As cooperativas foram responsáveis por US$ 2,3 bilhões das exportações paranaenses no ano passado, 6% a mais do que em 2015
As cooperativas foram responsáveis por US$ 2,3 bilhões das exportações paranaenses no ano passado, 6% a mais do que em 2015 | Foto: Theo Marques/17-07-2013


O sistema cooperativista abarca 13 ramos de atividades econômicas, dos quais dez com representantes no Paraná. Além da agropecuária, o Estado tem cooperativas de crédito, de saúde, de transporte, educacionais, de infraestrutura, de trabalho, habitacionais, de turismo e de consumo. São 221 entidades ativas que são responsáveis por 15% de toda a riqueza produzida localmente, com 1,4 milhão de cooperados, 84 mil funcionários e 3,5 milhões de paranaenses, ou quase um terço dos 11 milhões de habitantes, que dependem direta ou indiretamente desses negócios, conforme a Organização das Cooperativas do Estado do Paraná (Ocepar).

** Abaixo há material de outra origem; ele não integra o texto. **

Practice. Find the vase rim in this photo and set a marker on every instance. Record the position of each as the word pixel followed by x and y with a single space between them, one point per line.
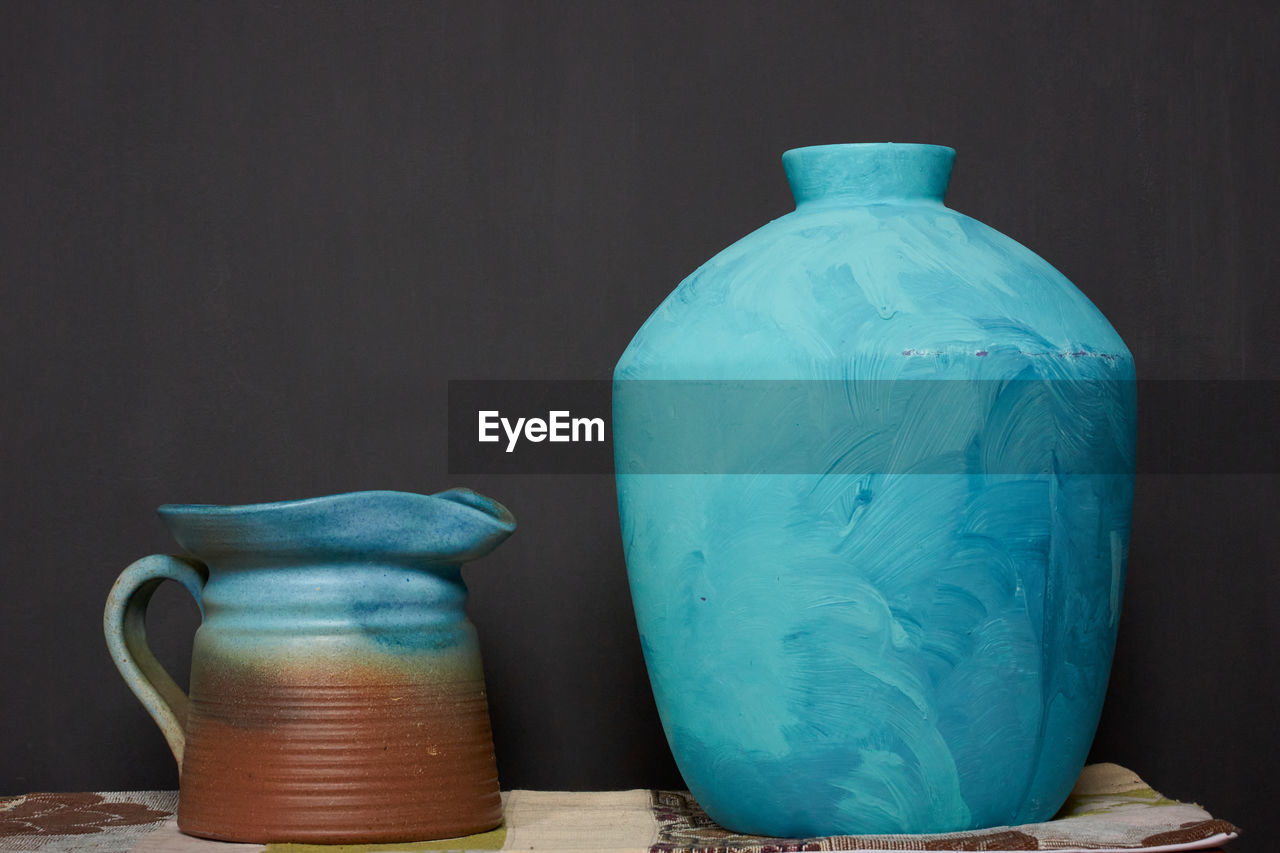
pixel 868 173
pixel 869 146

Não há cooperativas no Estado apenas das atividades de produção, mineral ou especial, que é para menores de idade ou pessoas que precisam ser tuteladas. A agropecuária é o ramo com maior número de entidades ativas, com 69, e foi responsável por R$ 56,9 bilhões de faturamento no ano passado.

Na casa dos bilhões de receita, aparecem ainda o segmento de crédito, com 56 cooperativas e R$ 6,9 bilhões em 2016, e a de saúde, com 33 e R$ 4,8 bilhões. Os dois ramos também apresentam forte crescimento em períodos de crise, justamente pela constituição do sistema.

O diretor executivo da Sicredi União, Rogério Machado, afirma que o segmento cresceu 700% na última década e que têm dobrado de tamanho a cada três anos. A principal vantagem, diz, são as taxas cobradas, 27% menores na média do que em bancos convencionais. "As financeiras privadas e públicas definem uma diretriz própria para todo o País na hora da recessão, mas a cooperativa analisa o micromercado local, que pode ter uma realidade e uma necessidade diferentes", explica.

O fato de a cooperativa ser voltada para a sustentabilidade do negócio do cooperado também é um fator que permite reduzir eventuais lucros frente à necessidade de crédito, sempre respeitando a saúde financeira da própria cooperativa. "Como o relacionamento é mais próximo, é possível fazer uma defesa melhor em cada análise de crédito", completa.

No sistema, as cooperativas também oferecem consultoria financeira para negócios, como no caso de necessidade de readequação de estrutura aos custos em períodos recessivos ou marketing. Em parceria com o Sebrae, o Sicredi dá a assessoria para 2,5 mil empresas no Estado. "Não é que damos o dinheiro para resolver o problema de fluxo de caixa, mas oferecemos todo o suporte para corrigir problemas no futuro", diz Machado.

Imagem ilustrativa da imagem Um terço dos paranaenses se relaciona a cooperativas



CREDIBILIDADE

Na saúde, o cooperativismo também traz vantagens. O presidente da Unimed Londrina, Oziel Torresim, afirma que a atividade apresenta diferenças para outras, já que é um serviço de primeira necessidade e altamente regulada pela Agência Nacional de Saúde (ANS). "A crise nos afeta, mas as cooperativas se mostram mais fortes e conseguem melhores resultados do que operadoras privadas com a união de cooperados em prol do bem comum."

Tanto em honorários como na divisão de sobras no fim do ano, Torresim, que também é médico cooperado, afirma que é possível conseguir valores maiores do que no mercado. Ainda, ele lembra que há aumento de associados em momentos econômicos ruins, principalmente entre aqueles que oferecem serviços de alta complexidade ou custo. Isso porque há redução da capacidade do paciente de pagar por tais exames nesses períodos. "O Brasil tem a maior experiência em cooperativas de saúde do mundo e sempre renova e melhora o sistema de gestão", diz o presidente da Unimed.

EXPORTAÇÕES

As cooperativas foram responsáveis por US$ 2,3 bilhões das exportações paranaenses no ano passado, um aumento de 6% em relação aos US$ 2,2 bilhões de 2015, conforme a Ocepar. O superintendente da Organização das Cooperativas do Estado do Paraná (Ocepar), Robson Mafioletti, afirma que o sistema também tem se voltado ao mercado internacional, com terminais próprios no Porto de Paranaguá, para armazenagem e direcionamento de soja, milho e farelo.

A participação das cooperativas no total da capacidade estática de armazenagem do Estado é hoje de 46%, segundo o Instituto Brasileiro de Geografia e Estatística (IBGE).